Spontaneous transmitter release in Syb1^lew/lewSyb2^−/− NMJs persists despite the withdrawal of both extracellular and intracellular Ca²⁺. A, B, Sample traces of mEPPs recorded in normal Ringer's solution (2 mm Ca²⁺) (A), and in Ca²⁺-free Ringer's solution containing EGTA (1 mM) and BAPTA-AM (10 μm) (B). Each horizontal line indicates 30 superimposed 1 s traces. A 3 min continuous recording is shown for each cell.
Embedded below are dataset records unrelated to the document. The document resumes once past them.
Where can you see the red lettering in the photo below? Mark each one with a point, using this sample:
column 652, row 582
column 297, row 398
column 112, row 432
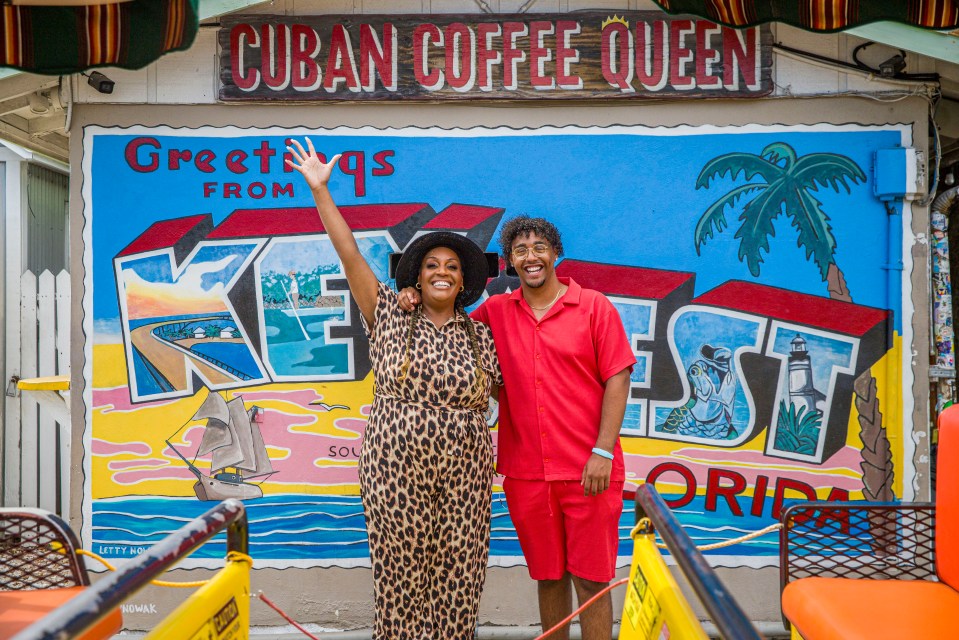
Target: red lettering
column 839, row 515
column 681, row 56
column 512, row 55
column 460, row 56
column 706, row 56
column 687, row 476
column 357, row 169
column 424, row 35
column 486, row 54
column 715, row 490
column 652, row 54
column 786, row 484
column 566, row 55
column 740, row 55
column 131, row 154
column 285, row 190
column 264, row 153
column 384, row 168
column 241, row 37
column 759, row 496
column 275, row 63
column 256, row 190
column 305, row 47
column 340, row 67
column 379, row 56
column 235, row 160
column 203, row 161
column 174, row 156
column 539, row 54
column 617, row 46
C, Bar graphs illustrating mEPP frequencies (events/min) recorded in normal Ringer's solution (open bar) and those in Ca²⁺-free Ringer's (gray bar) in control, Syb1^lew/lew, Syb2^−/−, and Syb1^lew/lewSyb2^−/− mice. mEPP frequencies were significantly (***) reduced in control (p = 8.45 × 10⁻⁷), Syb1^lew/lew (p = 5.15 × 10⁻⁹), and Syb2^−/− (p = 3.47 × 10⁻⁹) when normal Ringer's solution was replaced with Ca²⁺-free Ringer's solution. In contrast, no significant difference (p = 0.91) was found in mEPP frequencies in Syb1^lew/lewSyb2^−/− mice recorded in normal Ringer's solution versus Ca²⁺-free Ringer's solution. D, Sample EPP traces recorded in normal and calcium-free Ringer's solutions. EPPs were completely abolished in control, Syb1^lew/lew, Syb2^−/−, and Syb1^lew/lewSyb2^−/− muscles when recorded in calcium-free Ringer's solution (black arrowheads point to stimulus artifact). Controls, n = 28 cells, N = 4 mice; Syb1^lew/lew, n = 25 cells, N = 3 mice; Syb2^−/−, n = 37 cells, N = 5 mice; and Syb1^lew/lewSyb2^−/−, n = 34 cells, N = 4 mice. n.s., no significant difference (p = 0.91).